# Recently a CASE VAO



## dankaroll (May 13, 2009)

Hey guys I'm new here and new to tractors in general. My grandpa bought a Case VAO brand new back when my father was a kid, and had it up until he passed away a few months ago. The past 10 years have been hard for this tractor, as its been sitting outside and received little to no maintenance.

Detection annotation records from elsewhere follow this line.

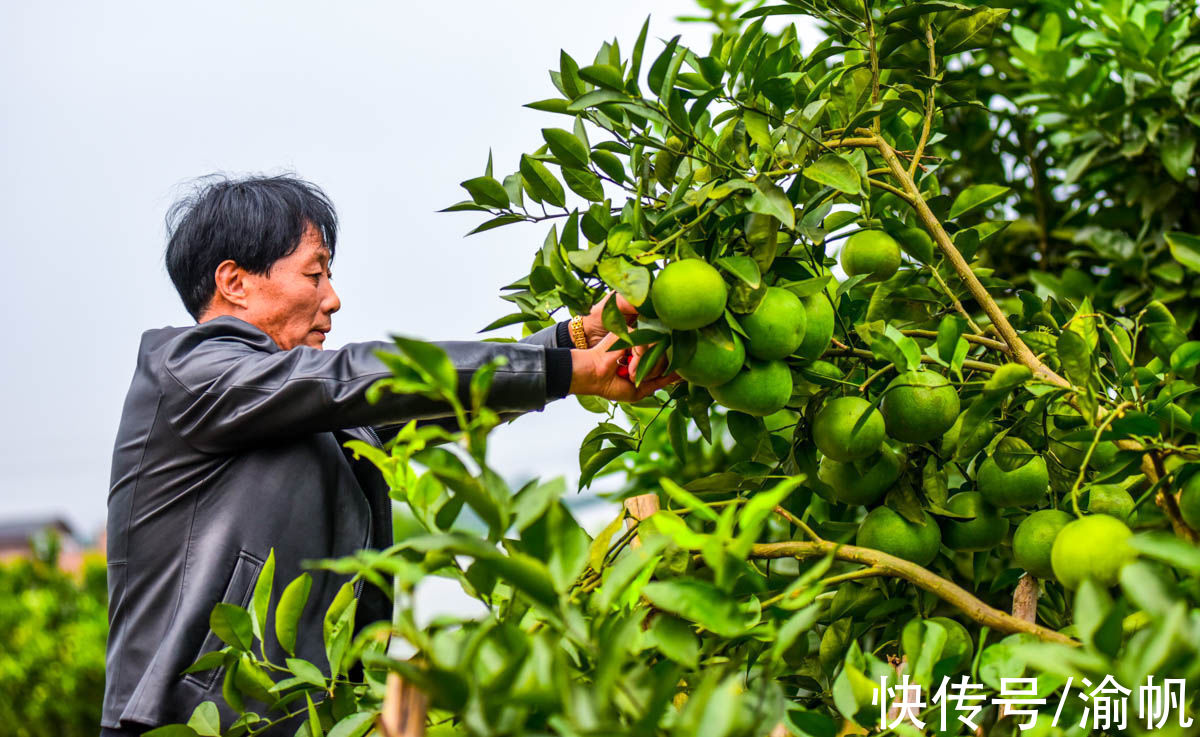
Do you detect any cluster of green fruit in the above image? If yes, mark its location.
[650,225,1147,588]
[812,398,1137,588]
[649,214,834,417]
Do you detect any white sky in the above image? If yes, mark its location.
[0,0,811,542]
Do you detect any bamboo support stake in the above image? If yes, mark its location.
[379,673,428,737]
[377,544,428,737]
[1013,574,1038,622]
[750,541,1079,646]
[625,493,659,547]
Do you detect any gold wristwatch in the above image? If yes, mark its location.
[566,314,588,350]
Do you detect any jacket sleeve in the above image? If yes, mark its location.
[156,318,546,453]
[373,320,572,441]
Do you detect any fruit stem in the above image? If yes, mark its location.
[875,137,1072,389]
[866,178,912,204]
[900,329,1008,353]
[750,540,1079,646]
[1070,402,1133,517]
[908,24,937,179]
[775,507,824,543]
[858,364,895,394]
[824,348,1000,373]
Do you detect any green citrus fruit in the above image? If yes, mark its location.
[740,287,808,361]
[929,617,974,671]
[676,325,746,387]
[812,396,883,463]
[1087,484,1133,520]
[841,230,900,281]
[708,359,792,417]
[650,258,730,330]
[880,371,961,443]
[796,293,834,359]
[977,456,1050,507]
[1180,473,1200,529]
[1050,515,1138,588]
[854,507,942,565]
[1013,509,1075,579]
[942,491,1008,551]
[817,445,902,504]
[800,360,845,387]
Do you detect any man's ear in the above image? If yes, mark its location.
[212,258,246,310]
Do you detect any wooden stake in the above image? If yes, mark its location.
[379,673,428,737]
[625,493,659,547]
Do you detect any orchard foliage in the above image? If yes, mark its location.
[162,0,1200,737]
[0,532,108,737]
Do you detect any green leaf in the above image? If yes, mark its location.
[284,658,326,688]
[184,651,226,673]
[937,7,1009,54]
[326,712,376,737]
[588,515,625,570]
[391,335,458,396]
[592,149,625,184]
[541,128,589,169]
[1171,341,1200,375]
[650,615,700,670]
[983,364,1033,400]
[744,176,796,228]
[304,691,325,737]
[1159,131,1196,181]
[521,154,566,208]
[642,579,760,637]
[250,547,275,642]
[275,573,312,655]
[467,215,524,235]
[580,64,625,92]
[460,176,509,210]
[659,477,716,522]
[187,701,221,737]
[937,314,967,362]
[1057,330,1092,387]
[598,258,650,307]
[1129,532,1200,575]
[1164,232,1200,271]
[884,218,934,265]
[716,256,762,289]
[209,601,254,651]
[563,168,604,202]
[804,154,863,194]
[742,110,773,151]
[476,553,558,611]
[948,185,1009,220]
[566,90,629,114]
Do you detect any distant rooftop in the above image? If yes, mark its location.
[0,516,77,549]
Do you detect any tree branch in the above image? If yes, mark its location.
[750,541,1079,646]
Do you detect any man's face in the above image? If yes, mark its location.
[244,226,342,350]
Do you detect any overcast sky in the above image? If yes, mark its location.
[0,0,811,542]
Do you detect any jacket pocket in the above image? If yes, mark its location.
[184,550,263,690]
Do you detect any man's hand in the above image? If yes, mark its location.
[571,334,679,402]
[583,292,637,348]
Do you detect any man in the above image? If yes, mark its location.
[101,176,673,737]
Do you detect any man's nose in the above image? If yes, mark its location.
[325,282,342,314]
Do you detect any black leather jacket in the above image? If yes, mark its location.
[101,317,569,733]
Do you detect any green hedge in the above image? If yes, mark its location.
[0,535,108,737]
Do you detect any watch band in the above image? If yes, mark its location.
[566,314,588,350]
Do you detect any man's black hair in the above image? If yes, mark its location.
[167,174,337,320]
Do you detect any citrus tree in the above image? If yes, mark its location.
[163,0,1200,737]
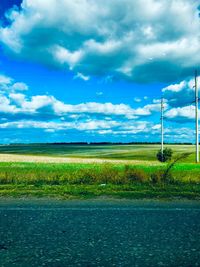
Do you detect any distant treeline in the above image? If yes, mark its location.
[2,142,192,146]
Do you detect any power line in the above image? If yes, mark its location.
[195,70,199,163]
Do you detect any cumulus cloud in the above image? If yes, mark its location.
[74,72,90,81]
[0,0,200,82]
[165,105,195,123]
[0,74,28,92]
[162,77,200,107]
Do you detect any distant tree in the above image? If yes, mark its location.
[156,148,173,162]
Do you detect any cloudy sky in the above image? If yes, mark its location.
[0,0,200,143]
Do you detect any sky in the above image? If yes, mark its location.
[0,0,200,144]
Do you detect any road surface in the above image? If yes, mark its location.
[0,199,200,267]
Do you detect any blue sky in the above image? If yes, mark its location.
[0,0,200,143]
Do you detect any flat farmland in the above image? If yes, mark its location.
[0,144,200,199]
[0,144,195,163]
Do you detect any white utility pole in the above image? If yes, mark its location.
[160,97,164,155]
[195,71,199,163]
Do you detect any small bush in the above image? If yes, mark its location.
[124,165,148,183]
[156,148,173,162]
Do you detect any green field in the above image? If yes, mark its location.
[0,144,195,162]
[0,145,200,199]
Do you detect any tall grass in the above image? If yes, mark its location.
[0,163,200,186]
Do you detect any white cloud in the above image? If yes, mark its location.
[11,82,28,91]
[162,77,200,107]
[0,0,200,82]
[74,72,90,81]
[134,97,142,103]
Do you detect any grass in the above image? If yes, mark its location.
[0,162,200,199]
[0,144,195,163]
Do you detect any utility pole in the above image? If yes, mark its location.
[160,97,164,159]
[194,70,199,163]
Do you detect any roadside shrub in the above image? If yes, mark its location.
[156,148,173,162]
[124,165,148,183]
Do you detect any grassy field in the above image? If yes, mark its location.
[0,145,200,199]
[0,144,195,162]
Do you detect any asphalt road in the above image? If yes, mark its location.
[0,199,200,267]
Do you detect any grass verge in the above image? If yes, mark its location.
[0,163,200,199]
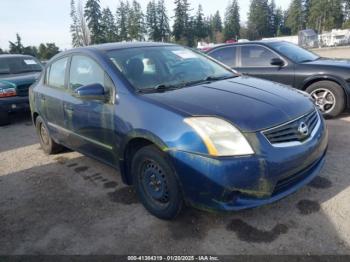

Currently, its sitting out back under a torn up tarp in a patch of poison ivy. 

I went out today and checked it out, found out by the metal plate on the gauge cluster its a VAO with the serial number 5166053. From the little info I could find on the internet it seems to be pre-1947. 

Is there any websites that have a wealth of knowledge on these old tractors, or am I mostly on my own with going about salvaging this thing? 

Thanks again.


----------



## dankaroll (May 13, 2009)

title meant to say recently acquired.. my mistake


----------



## chrpmaster (May 5, 2004)

Welcome to the Tractor Forum!

I have a 41 Case SC and some of our members here are well versed in Case tractors. 

A website with lots of great restoration pics and other info is http://www.ytmag.com/. Sometimes the members can be less than friendly but there is a lot of good info if you search in the old posts.

Another one is http://antiquetractorsforum.com/
Nice people and the administrator is a Case tractor collector.

Keep us updated on your progress in getting this piece of family history running again.

Andy


----------